Allah’tan afiyet dileriz. Çünkü kasıtlı olarak namazı vaktinde kılmayı terk
etmiştir. Namazı öğle vaktine yakın bir zamana kadar erteleyip, sabah namazını
öğle vaktinde kılan da böyledir. Ama uykusunun galip gelmesi sebebiyle vakti
kaçırırsa bunda zarar yoktur. Bu kimsenin uyanınca kılması gerekir. Kendisine uyku
galip geldiği için ona bir sıkıntı yoktur. Yahut namazı vaktinde ve cemaatle
kılmasına yardımcı olan (çalar saati vakte ayarlamak ve erken yatmak gibi) sebepleri yerine getirmesine rağmen unutarak terk
ederse de böyledir.
Fakat insan namazı vaktinden sonraya ertelemeyi kasıtlı yaparsa veya
vaktinde kılamayacak şekilde vaktinden sonraki bir saate kendisini odaklarsa,
bu amel, terk etmeye kastetmektir.
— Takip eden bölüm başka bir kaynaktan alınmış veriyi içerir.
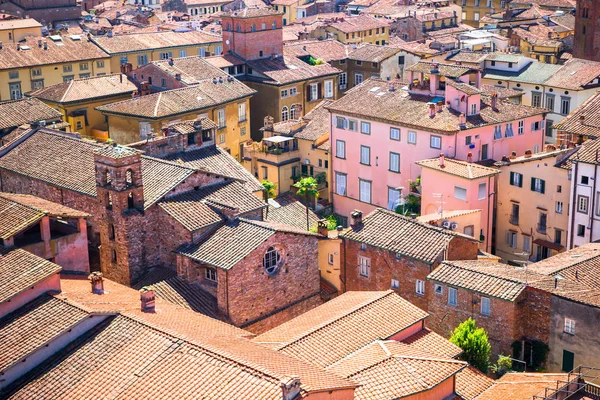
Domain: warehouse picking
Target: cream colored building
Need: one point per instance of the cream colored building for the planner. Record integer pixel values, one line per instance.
(532, 206)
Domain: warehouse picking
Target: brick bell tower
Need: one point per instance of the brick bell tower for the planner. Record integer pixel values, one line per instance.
(120, 193)
(586, 44)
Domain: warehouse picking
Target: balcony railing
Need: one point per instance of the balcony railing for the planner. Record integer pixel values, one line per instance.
(541, 228)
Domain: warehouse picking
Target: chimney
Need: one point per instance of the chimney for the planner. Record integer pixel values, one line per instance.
(356, 220)
(97, 282)
(322, 227)
(290, 387)
(147, 299)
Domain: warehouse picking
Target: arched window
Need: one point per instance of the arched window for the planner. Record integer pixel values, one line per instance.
(284, 113)
(272, 260)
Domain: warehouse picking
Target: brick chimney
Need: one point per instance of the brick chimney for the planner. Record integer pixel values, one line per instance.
(290, 387)
(97, 281)
(322, 227)
(356, 220)
(147, 299)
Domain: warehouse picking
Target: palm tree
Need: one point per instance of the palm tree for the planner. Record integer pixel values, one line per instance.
(269, 189)
(307, 187)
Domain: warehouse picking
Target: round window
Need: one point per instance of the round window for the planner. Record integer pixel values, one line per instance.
(272, 260)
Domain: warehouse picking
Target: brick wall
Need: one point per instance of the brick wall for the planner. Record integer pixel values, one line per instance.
(384, 268)
(501, 324)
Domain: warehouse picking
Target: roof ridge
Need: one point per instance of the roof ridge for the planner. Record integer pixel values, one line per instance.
(335, 319)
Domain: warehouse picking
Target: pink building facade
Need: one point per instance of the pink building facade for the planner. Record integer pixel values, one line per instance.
(380, 130)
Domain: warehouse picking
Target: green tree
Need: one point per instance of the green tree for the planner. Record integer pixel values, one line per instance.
(307, 187)
(474, 343)
(269, 189)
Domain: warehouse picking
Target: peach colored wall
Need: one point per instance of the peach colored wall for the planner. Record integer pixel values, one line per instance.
(381, 145)
(52, 283)
(433, 182)
(411, 330)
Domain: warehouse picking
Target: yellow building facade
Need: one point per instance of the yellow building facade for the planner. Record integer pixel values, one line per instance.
(532, 207)
(38, 62)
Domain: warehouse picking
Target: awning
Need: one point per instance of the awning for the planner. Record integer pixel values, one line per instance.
(550, 245)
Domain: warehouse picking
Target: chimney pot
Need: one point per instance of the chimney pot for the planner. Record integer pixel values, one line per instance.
(356, 220)
(97, 281)
(148, 299)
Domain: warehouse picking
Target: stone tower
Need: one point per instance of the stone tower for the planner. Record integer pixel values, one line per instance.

Bütün âlimlere göre büyük bir kötülük
işlemiştir. Lakin böyle bir kimse tekfir edilir mi, edilmez mi? Bu konuda âlimler
arasında ihtilaf vardır. Farz oluşunu inkar etmeyen kimse cumhura/çoğunluğa
göre bu sebepten dolayı büyük küfürle tekfir edilmez. İlim ehlinden bir
topluluk ise dinden çıkaran büyük küfürle tekfir edileceği görüşündedir. Çünkü Nebî
sallallahu aleyhi ve sellem şöyle buyurmuştur:
“Kişi ile şirk veya küfür arasında namazın terki vardır.” Bunu
Müslim, Sahih’inde rivayet etmiştir. Yine Rasulullah sallallahu aleyhi ve
sellem şöyle buyurmuştur:
“Bizimle onlar (kafirler) arasındaki ahid, namazdır. Onu terk eden kafir
olur” Bunu İmam Ahmed ve dört sünen sahipleri sahih isnadla rivayet
etmişlerdir.
Bu konuda sahabelerden rivayet edilen diğer bazı deliller de vardır. Büyük tabii
Abdullah b. Şakik el-Ukayli şöyle der:
“Rasulullah sallallahu aleyhi ve sellem’in sahabeleri namaz dışında bir şeyin
terkini küfür olarak görmezlerdi.”
Namazın cemaatle kılınmasının terkine gelince, bu caiz olmayan bir
münkerdir ve münafıkların sıfatlarındandır. Müslümana farz olan, namazı
mescidde cemaatle kılmasıdır. Nitekim İbn Um Mektum radıyallahu anh – ki o â’mâ
idi – şöyle demiştir:
“Ey Allah’ın rasulü! Beni mescide götürecek kimse yok” Rasulullah
sallallahu aleyhi ve sellem’den evinde namaz kılmak için izin istedi. Ona izin
verdi. Geri dönüp giderken onu çağırdı ve:
“Namaz için okunan nidayı (ezanı) işitiyor musun?” diye sordu. O da:
“Evet” deyince,
“O halde icabet et” buyurdu. Bunu
Müslim Sahih’inde rivayet etmiştir. Rasulullah sallallahu aleyhi ve sellem’in
şöyle buyurduğu sabit olmuştur:
“Nidayı (Ezanı) işiten kimse mazeretsiz olarak namaza gelmezse onun
namazı yoktur.” Bunu İbn Mace, Darekutni, İbn Hibban ve Hakim sahih isnadla
rivayet etmişlerdir. İbn Abbas radıyallahu anhuma’ya:
“Mazeret nedir?” diye sorulunca:
“Korku veya hastalık” demiştir. Müslim’in Sahih’inde İbn Mes’ud radıyallahu
anh’den şöyle dediği rivayet edilmiştir:
“Bizler Rasulullah sallallahu aleyhi ve sellem zamanında cemaatle
namazdan münafıklardan veya hasta olanlardan başkasının geri kaldığını görmedik.”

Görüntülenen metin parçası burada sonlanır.